Women and Globalization

Gender and global corporatization

"WHILE THE POWER wielded by giant corporations and its resulting extremes of wealth and poverty are unprecedented in scale, the world-view that supports it reaches back between five and 10 millennia..."

From GENDER AND GLOBAL CORPORATIZATION by Molly Morgan, Virginia Rasmussen & Mary Zepernick.
This article on women and corporate control of the world economy, with many links, is reprinted from
Defying Corporations, Defining Democracy (2001), pp. 184-186. For this book and more information on corporate control and related issues see:

Women, Globalization & Migration: "economic globalization has put a new spin on global migration, causing global uprootedness and human displacement on an unprecedented scale. Because economic globalization exacerbates the inequalities between nations, migration for many becomes not a choice, but an economic necessity."
"So long as women earn more from housecleaning and childminding overseas than from teaching in their homeland, they will tend to set off and leave their own country and children behind." Christa Wichterich
-- see information at Women & the Economy website

16 October 2003, “World Food Day”, Berlin

Women and Life on Earth invited three international activists visiting Berlin to a discussion on current issues around women and globalization.


Here they are enjoying our World Food Day vegetarian buffet: (from left)

Farida Akhter (Bangladesh), Renate Klein and Susan Hawthorne (Australia)

Their comments follow.

Susan Hawthorne

is an activist, writer, circus performer and co-founder - with Renate Klein - of Australia's feminist Spinifex Press.
She is the author of Wild Politics: Feminism, Globalisation and Bio/diversity (2002)and co-editor of an international anthology of feminist responses to September 11 September 11, 2001: Feminist Perspectives (2002). She has written and contributed to many other publications. Her most recent work has been on lesbian culture and the torture of lesbians which persists in many countries.

(…)"In writing my book I was really inspired by numbers of different women who were writing things that challenged my perception, ideas that made me think differently. What I started with was the idea of the ‘wild type.’  And I thought of that both as a concept in genetics, but also as a social concept. So that feminists are ‘wild types’ – we’re the irritants, we’re the political and social reminders that things need to be different. Artists also play that role as do other people on the margins, outside the dominant culture.

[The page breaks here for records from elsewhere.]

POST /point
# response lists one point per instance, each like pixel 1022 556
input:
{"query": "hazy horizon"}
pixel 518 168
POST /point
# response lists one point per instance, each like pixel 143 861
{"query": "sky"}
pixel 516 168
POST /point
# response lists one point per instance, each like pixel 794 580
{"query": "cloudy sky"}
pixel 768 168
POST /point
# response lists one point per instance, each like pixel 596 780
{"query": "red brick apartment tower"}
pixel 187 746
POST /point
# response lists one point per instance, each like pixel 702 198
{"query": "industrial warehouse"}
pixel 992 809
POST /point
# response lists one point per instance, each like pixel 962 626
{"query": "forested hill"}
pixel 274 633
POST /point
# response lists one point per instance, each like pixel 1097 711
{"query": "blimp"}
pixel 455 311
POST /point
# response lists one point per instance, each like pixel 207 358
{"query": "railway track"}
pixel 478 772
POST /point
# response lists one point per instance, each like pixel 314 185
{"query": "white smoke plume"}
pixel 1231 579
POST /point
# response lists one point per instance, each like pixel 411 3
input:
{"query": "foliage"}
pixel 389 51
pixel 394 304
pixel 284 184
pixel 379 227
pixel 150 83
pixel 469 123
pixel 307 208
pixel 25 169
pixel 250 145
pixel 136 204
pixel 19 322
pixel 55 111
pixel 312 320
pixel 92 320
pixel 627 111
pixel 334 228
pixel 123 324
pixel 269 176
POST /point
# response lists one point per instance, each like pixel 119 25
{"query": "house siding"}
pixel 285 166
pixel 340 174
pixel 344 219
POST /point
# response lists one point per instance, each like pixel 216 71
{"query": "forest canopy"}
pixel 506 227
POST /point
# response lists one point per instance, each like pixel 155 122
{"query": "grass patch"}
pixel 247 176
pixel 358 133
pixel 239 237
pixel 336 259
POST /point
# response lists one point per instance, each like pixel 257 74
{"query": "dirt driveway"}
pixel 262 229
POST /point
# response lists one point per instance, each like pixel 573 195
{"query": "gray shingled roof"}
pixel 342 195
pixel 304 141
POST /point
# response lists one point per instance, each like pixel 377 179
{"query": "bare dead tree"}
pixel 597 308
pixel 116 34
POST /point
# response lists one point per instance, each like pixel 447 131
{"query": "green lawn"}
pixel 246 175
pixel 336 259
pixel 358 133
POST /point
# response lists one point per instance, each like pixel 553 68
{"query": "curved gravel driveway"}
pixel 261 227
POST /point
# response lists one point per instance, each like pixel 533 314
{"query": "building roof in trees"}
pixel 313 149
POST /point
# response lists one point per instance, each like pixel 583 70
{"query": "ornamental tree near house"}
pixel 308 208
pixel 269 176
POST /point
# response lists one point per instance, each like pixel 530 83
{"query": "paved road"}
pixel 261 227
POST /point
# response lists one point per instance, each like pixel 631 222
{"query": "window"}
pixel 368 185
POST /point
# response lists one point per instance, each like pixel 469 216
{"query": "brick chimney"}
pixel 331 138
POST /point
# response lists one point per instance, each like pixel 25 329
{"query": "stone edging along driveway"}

So what I came to, in terms of thinking about the world, is that we need something so different -- we need to really turn it over -- and in doing so we need to move from a society motivated by profit, to a society that is inspired by biodiversity.

Because if we are inspired by biodiversity, that is where our conceptualisation begins. For a start it deals with a whole lot of problems immediately. It gets rid of biotechnology which is inconsistent with biodiversity; it gets rid of war which destroys not only human environments but nature is also poisoned. It gets rid of the idea that you can just produce things because they make money or because they are popular with an American consumer or that they are a passing and fashionable thing. So in that sense it seemed to undermine the capitalist project. The other connection is the way in which women’s work is structured quite differently from most men’s work. That is, ‘most women and most men’ in most of the world have work that is structured differently because of their sex. Women in the Pacific fish, but their fishing is not counted because it is mostly for domestic use. Men who fish use petrol in motor boats and sell their catch at the end of the day. The occupation is the same, but men fish while women don’t. The same is true of farmers in much of the world. Women farm in ways that maximise biodiversity and sustenance, while men’s farming tends to focus on cash crops and export.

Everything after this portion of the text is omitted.